This patch will make sure we call migration_incoming_process() only
once, logically speaking it should also fix the breakage of postcopy
recovery.

What do you think?

CC Dan too.

Thanks,

-- 
Peter Xu

Re: [Qemu-devel] [PATCH] migration: fix exec/fd migrations
Posted by John Snow 7 years, 5 months ago

On 05/23/2018 05:14 AM, Juan Quintela wrote:
> Commit:
> 
> commit 36c2f8be2c4eb0003ac77a14910842b7ddd7337e
> Author: Juan Quintela <quintela@redhat.com>
> Date:   Wed Mar 7 08:40:52 2018 +0100
> 
>     migration: Delay start of migration main routines
> 
> Missed tcp and fd transports.  This fix its.
> 
> Reported-by: Kevin Wolf <kwolf@redhat.com>
> Signed-off-by: Juan Quintela <quintela@redhat.com>

Fixes things for me, but I see that Peter Xu has more concerns.

Would be happy with checking this in for now and following up with
better refactors so that iotests works again in the meantime.

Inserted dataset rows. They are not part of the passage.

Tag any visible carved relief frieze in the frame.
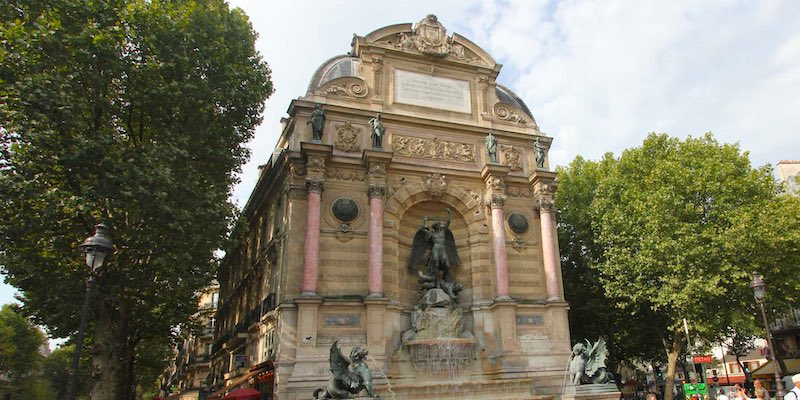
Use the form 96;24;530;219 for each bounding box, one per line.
333;122;361;152
392;135;475;162
492;102;535;125
506;186;533;199
534;182;557;212
367;162;386;178
486;176;506;192
500;146;522;171
389;15;485;64
320;77;369;98
424;172;447;198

Tested-by: John Snow <jsnow@redhat.com>

Re: [Qemu-devel] [PATCH] migration: fix exec/fd migrations
Posted by Juan Quintela 7 years, 5 months ago
John Snow <jsnow@redhat.com> wrote:
> On 05/23/2018 05:14 AM, Juan Quintela wrote:
>> Commit:
>> 
>> commit 36c2f8be2c4eb0003ac77a14910842b7ddd7337e
>> Author: Juan Quintela <quintela@redhat.com>
>> Date:   Wed Mar 7 08:40:52 2018 +0100
>> 
>>     migration: Delay start of migration main routines
>> 
>> Missed tcp and fd transports.  This fix its.
>> 
>> Reported-by: Kevin Wolf <kwolf@redhat.com>
>> Signed-off-by: Juan Quintela <quintela@redhat.com>
>
> Fixes things for me, but I see that Peter Xu has more concerns.
>
> Would be happy with checking this in for now and following up with
> better refactors so that iotests works again in the meantime.
>
> Tested-by: John Snow <jsnow@redhat.com>

That is my plan.  Will send a pull request Tomorrow, and we can go from
there.  Peter suggestion is good but requires developtemt and testing.

Thanks, Juan.